Setelah lulus, Fauzi berharap dapat menjadi pakar hukum disabilitas yang diakui dunia. Ia ingin memperjuangkan hak-hak penyandang disabilitas agar tetap bisa beradaptasi dengan perkembangan zaman hingga teknologi.
“Saya berharap UI tetap menjadi lembaga pendidikan kelas dunia yang menghasilkan insan-insan terbaik bangsa yang menginspirasi dan membawa Indonesia menjadi lebih baik. Semoga kesempatan belajar dan mengembangkan diri bagi para disabilitas tetap terbuka, dan UI bisa menjadi kampus percontohan dalam kedua hal itu baik secara nasional maupun internasional,” kata Fauzi.
Pesan Fauzi untuk Kawan Difabel
Kepada kawan-kawan disabilitas lainnya, Fauzi berpesan untuk selalu optimis dalam menempuh pendidikan. Ia mengingatkan bahwa saat ini sudah banyak kampus yang inklusif terhadap difabel.
“Saya merasa bangga dan terhormat menjadi salah satu lulusan FHUI. Semoga bisa menginspirasi, terutama teman-teman penyandang disabilitas yang memiliki cita-cita mengenyam pendidikan setinggi mungkin,” pesan Fauzi.
Begitu pun ibu dari Fauzi yakni Nurlaiah mengajak para orang tua yang anaknya difabel untuk terus memotivasi mereka seraya berdoa. Ia berpesan untuk terus mendukung putra-putrinya.
“Bagi orang tua yang memiliki putra-putri difabel, tolonglah, kalau bukan kita orang tuanya, siapa yang akan mendukung anak-anak kita. Mudah-mudahan ke depannya difabel lebih diperhatikan lagi dan tidak dipandang sebelah mata,” kata Nurlailah.

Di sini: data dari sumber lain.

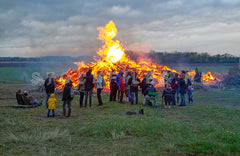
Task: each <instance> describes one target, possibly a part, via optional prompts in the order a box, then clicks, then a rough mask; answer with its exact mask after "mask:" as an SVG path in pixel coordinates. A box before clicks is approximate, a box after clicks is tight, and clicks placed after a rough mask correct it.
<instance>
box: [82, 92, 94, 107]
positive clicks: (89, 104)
mask: <svg viewBox="0 0 240 156" xmlns="http://www.w3.org/2000/svg"><path fill="white" fill-rule="evenodd" d="M92 91H93V89H91V90H90V91H85V93H84V94H85V107H87V99H88V96H89V106H90V107H91V106H92Z"/></svg>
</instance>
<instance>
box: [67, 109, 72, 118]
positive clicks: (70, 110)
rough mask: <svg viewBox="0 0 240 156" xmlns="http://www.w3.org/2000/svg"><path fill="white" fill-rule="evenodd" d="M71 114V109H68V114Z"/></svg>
mask: <svg viewBox="0 0 240 156" xmlns="http://www.w3.org/2000/svg"><path fill="white" fill-rule="evenodd" d="M70 115H71V109H68V116H67V117H69V116H70Z"/></svg>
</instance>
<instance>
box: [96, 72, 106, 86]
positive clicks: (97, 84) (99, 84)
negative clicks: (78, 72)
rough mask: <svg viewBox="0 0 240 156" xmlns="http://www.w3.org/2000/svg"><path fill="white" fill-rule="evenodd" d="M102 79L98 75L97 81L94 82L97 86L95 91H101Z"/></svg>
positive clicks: (103, 79) (99, 76)
mask: <svg viewBox="0 0 240 156" xmlns="http://www.w3.org/2000/svg"><path fill="white" fill-rule="evenodd" d="M103 81H104V79H103V77H102V76H101V75H98V77H97V81H96V84H97V86H96V87H97V89H103Z"/></svg>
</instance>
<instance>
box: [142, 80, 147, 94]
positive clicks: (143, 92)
mask: <svg viewBox="0 0 240 156" xmlns="http://www.w3.org/2000/svg"><path fill="white" fill-rule="evenodd" d="M146 81H147V80H146V78H144V79H143V80H142V82H141V84H140V87H141V88H142V94H143V95H144V91H145V90H146V89H147V87H148V85H147V82H146Z"/></svg>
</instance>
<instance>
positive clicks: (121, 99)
mask: <svg viewBox="0 0 240 156" xmlns="http://www.w3.org/2000/svg"><path fill="white" fill-rule="evenodd" d="M126 86H127V83H126V78H125V77H124V76H123V73H121V74H120V76H119V88H118V90H119V91H120V99H119V102H120V103H123V94H124V93H125V94H126V96H127V97H128V95H127V92H126Z"/></svg>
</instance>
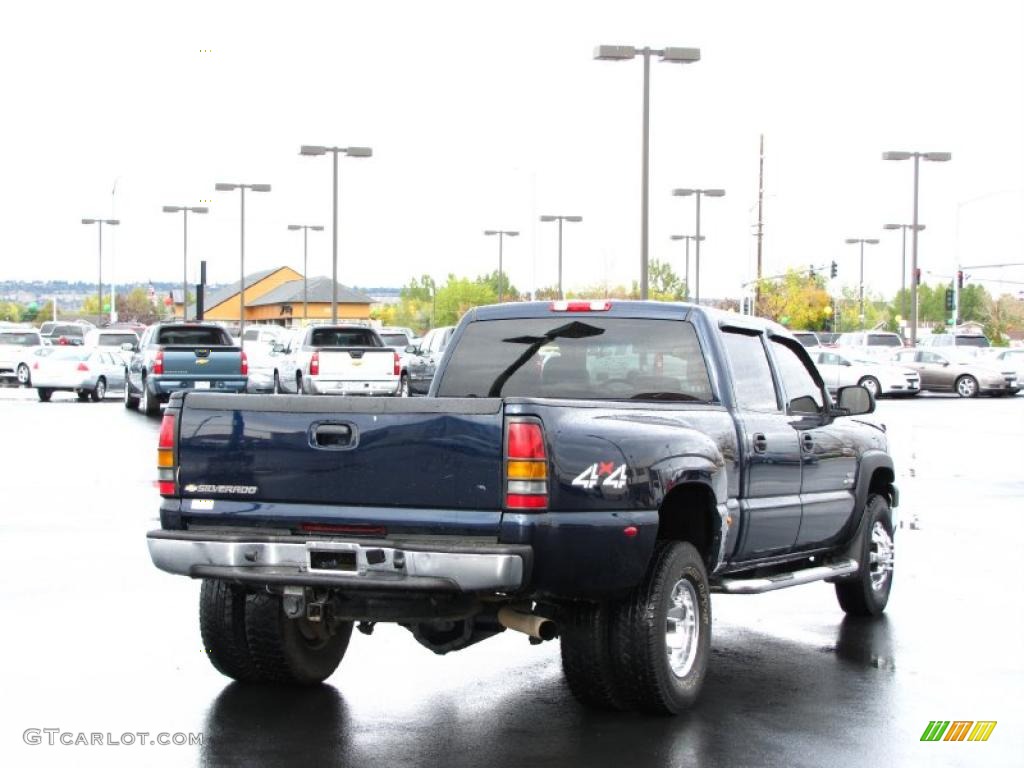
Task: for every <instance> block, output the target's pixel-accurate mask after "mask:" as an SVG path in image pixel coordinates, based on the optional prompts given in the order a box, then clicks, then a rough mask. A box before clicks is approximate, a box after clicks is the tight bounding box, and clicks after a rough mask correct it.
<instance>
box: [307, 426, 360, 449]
mask: <svg viewBox="0 0 1024 768" xmlns="http://www.w3.org/2000/svg"><path fill="white" fill-rule="evenodd" d="M312 445H313V447H318V449H328V450H331V451H344V450H346V449H353V447H355V430H354V429H353V428H352V427H351V426H350V425H348V424H317V425H316V426H315V427H314V429H313V439H312Z"/></svg>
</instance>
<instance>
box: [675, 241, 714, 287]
mask: <svg viewBox="0 0 1024 768" xmlns="http://www.w3.org/2000/svg"><path fill="white" fill-rule="evenodd" d="M672 240H685V241H686V278H685V280H684V281H683V282H684V283H685V284H686V298H687V299H688V298H690V241H691V240H692V241H696V240H706V238H705V237H703V236H702V234H701V236H700V237H699V238H697V236H696V234H673V236H672Z"/></svg>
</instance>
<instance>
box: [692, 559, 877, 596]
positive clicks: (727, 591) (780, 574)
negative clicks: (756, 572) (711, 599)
mask: <svg viewBox="0 0 1024 768" xmlns="http://www.w3.org/2000/svg"><path fill="white" fill-rule="evenodd" d="M858 567H859V565H858V563H857V561H856V560H853V559H849V558H847V559H844V560H837V561H836V562H834V563H831V564H830V565H818V566H816V567H813V568H803V569H801V570H794V571H792V572H790V573H777V574H775V575H773V577H767V578H765V579H722V580H721V581H720V582H718V583H717V584H713V585H712V586H711V591H712V592H724V593H726V594H729V595H759V594H761V593H762V592H772V591H774V590H781V589H785V588H786V587H797V586H799V585H801V584H810V583H811V582H820V581H821V580H822V579H835V578H837V577H844V575H850V574H851V573H856V572H857V568H858Z"/></svg>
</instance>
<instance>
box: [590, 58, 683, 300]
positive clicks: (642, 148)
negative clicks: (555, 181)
mask: <svg viewBox="0 0 1024 768" xmlns="http://www.w3.org/2000/svg"><path fill="white" fill-rule="evenodd" d="M637 54H640V55H641V56H643V128H642V135H641V140H640V298H641V299H646V298H647V221H648V197H649V187H650V184H649V178H648V175H649V174H648V170H649V164H650V152H649V150H650V57H651V54H654V55H657V56H660V57H662V60H663V61H669V62H673V63H691V62H693V61H699V60H700V49H699V48H664V49H657V48H650V47H643V48H636V47H634V46H631V45H599V46H597V48H596V49H595V51H594V58H597V59H601V60H625V59H630V58H635V57H636V56H637Z"/></svg>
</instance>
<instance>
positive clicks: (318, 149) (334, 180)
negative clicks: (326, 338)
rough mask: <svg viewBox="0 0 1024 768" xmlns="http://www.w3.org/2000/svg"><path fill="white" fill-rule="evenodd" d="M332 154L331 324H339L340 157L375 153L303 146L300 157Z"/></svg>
mask: <svg viewBox="0 0 1024 768" xmlns="http://www.w3.org/2000/svg"><path fill="white" fill-rule="evenodd" d="M328 153H331V155H332V156H333V165H334V181H333V184H334V203H333V207H334V210H333V211H332V213H331V230H332V231H331V322H332V323H337V322H338V155H339V154H340V155H347V156H348V157H350V158H371V157H373V155H374V151H373V150H372V148H371V147H369V146H319V145H314V144H303V145H302V146H300V147H299V155H305V156H307V157H316V156H317V155H327V154H328Z"/></svg>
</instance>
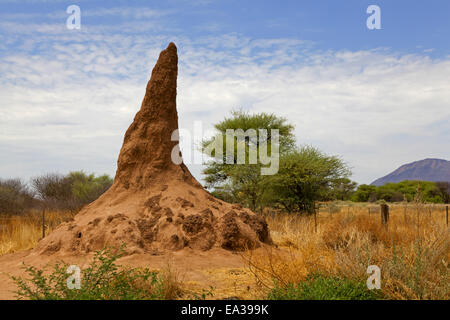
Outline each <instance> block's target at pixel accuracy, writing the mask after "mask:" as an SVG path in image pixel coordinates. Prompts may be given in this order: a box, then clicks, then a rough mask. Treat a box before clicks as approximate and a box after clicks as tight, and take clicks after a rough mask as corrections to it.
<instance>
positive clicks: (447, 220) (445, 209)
mask: <svg viewBox="0 0 450 320" xmlns="http://www.w3.org/2000/svg"><path fill="white" fill-rule="evenodd" d="M445 221H446V223H447V227H448V206H445Z"/></svg>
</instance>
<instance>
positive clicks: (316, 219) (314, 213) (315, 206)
mask: <svg viewBox="0 0 450 320" xmlns="http://www.w3.org/2000/svg"><path fill="white" fill-rule="evenodd" d="M319 208H320V207H319ZM314 232H315V233H317V210H316V204H314Z"/></svg>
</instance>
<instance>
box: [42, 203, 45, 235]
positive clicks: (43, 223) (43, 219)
mask: <svg viewBox="0 0 450 320" xmlns="http://www.w3.org/2000/svg"><path fill="white" fill-rule="evenodd" d="M42 238H45V207H44V208H42Z"/></svg>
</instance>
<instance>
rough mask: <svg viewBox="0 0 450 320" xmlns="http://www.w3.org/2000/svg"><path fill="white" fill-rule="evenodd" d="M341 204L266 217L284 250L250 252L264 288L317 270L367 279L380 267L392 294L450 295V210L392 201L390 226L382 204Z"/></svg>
mask: <svg viewBox="0 0 450 320" xmlns="http://www.w3.org/2000/svg"><path fill="white" fill-rule="evenodd" d="M368 209H369V207H368V206H367V205H361V204H358V205H349V206H343V207H341V208H339V207H336V206H335V205H331V206H327V207H325V208H322V209H321V210H320V212H319V213H318V214H317V217H316V219H315V218H314V216H299V215H287V214H276V215H273V216H272V215H268V216H267V221H268V223H269V226H270V230H271V235H272V238H273V240H274V242H275V244H276V245H277V246H278V247H279V248H280V249H284V250H278V249H267V250H266V251H265V252H262V253H256V252H250V251H249V252H246V254H245V255H244V258H245V259H246V260H247V262H248V266H249V269H250V271H251V272H252V274H253V275H254V277H255V278H256V280H257V282H258V283H259V284H260V287H262V288H263V291H264V290H266V291H267V290H270V289H271V288H273V287H274V283H277V286H288V285H290V284H296V283H299V282H301V281H303V280H305V278H306V277H307V276H308V274H311V273H320V274H324V275H333V276H340V277H345V278H351V279H357V280H360V281H364V282H365V281H366V280H367V278H368V276H369V275H368V274H367V267H368V266H369V265H377V266H378V267H380V269H381V279H382V288H381V290H382V291H383V293H384V295H385V296H386V297H387V298H389V299H449V298H450V273H449V261H450V237H449V229H448V228H447V226H446V223H445V209H444V207H443V206H436V205H424V204H414V205H394V206H392V205H391V206H390V220H389V224H388V226H387V227H385V226H383V225H382V223H381V216H380V213H379V208H378V207H375V206H373V207H372V208H371V213H370V214H369V210H368Z"/></svg>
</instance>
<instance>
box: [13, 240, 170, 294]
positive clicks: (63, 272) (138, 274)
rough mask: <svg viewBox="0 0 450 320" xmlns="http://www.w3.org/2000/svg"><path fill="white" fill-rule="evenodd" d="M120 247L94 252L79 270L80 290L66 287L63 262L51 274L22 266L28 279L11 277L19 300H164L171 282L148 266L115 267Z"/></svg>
mask: <svg viewBox="0 0 450 320" xmlns="http://www.w3.org/2000/svg"><path fill="white" fill-rule="evenodd" d="M121 252H122V250H120V251H119V253H117V254H114V253H113V252H112V251H111V250H110V249H104V250H100V251H98V252H96V253H95V255H94V258H93V261H92V262H91V263H90V264H89V266H88V267H87V268H85V269H83V270H81V287H80V289H69V288H68V286H67V279H68V278H69V276H70V274H68V273H66V271H67V268H68V267H69V265H68V264H66V263H58V264H56V266H55V267H54V268H53V271H52V272H51V273H48V272H46V270H45V269H42V270H41V269H37V268H35V267H32V266H25V270H26V272H27V274H28V275H29V277H30V278H29V279H23V278H21V277H12V279H13V280H14V282H15V283H16V285H17V287H18V290H17V291H16V294H17V297H18V298H19V299H22V298H25V299H31V300H159V299H167V298H170V297H167V293H168V288H169V291H170V292H171V293H173V292H174V290H173V283H170V284H168V283H167V279H166V278H165V277H163V276H161V275H159V274H158V273H157V272H151V271H149V270H148V269H130V268H129V269H126V268H119V266H118V265H116V263H115V262H116V260H117V259H118V258H119V257H120V255H121Z"/></svg>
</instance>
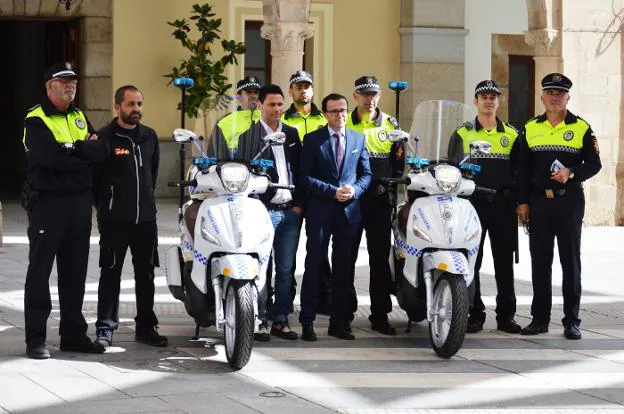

Sebagai orang tua, Nurlailah sangat bangga karena Fauzi dapat menuai buah manisnya. Ia sendiri telah menyaksikan perjalanan Fauzi yang cukup panjang agar bisa kuliah di UI.
“Saya selalu bilang ke Fauzi, kamu jangan menyerah, kamu harus bisa. Di balik kekurangan, pasti ada kelebihan. Semua yang ada di sekeliling kamu hanya bisa mendukung, tetapi yang menentukan adalah dirimu sendiri,” ujarnya.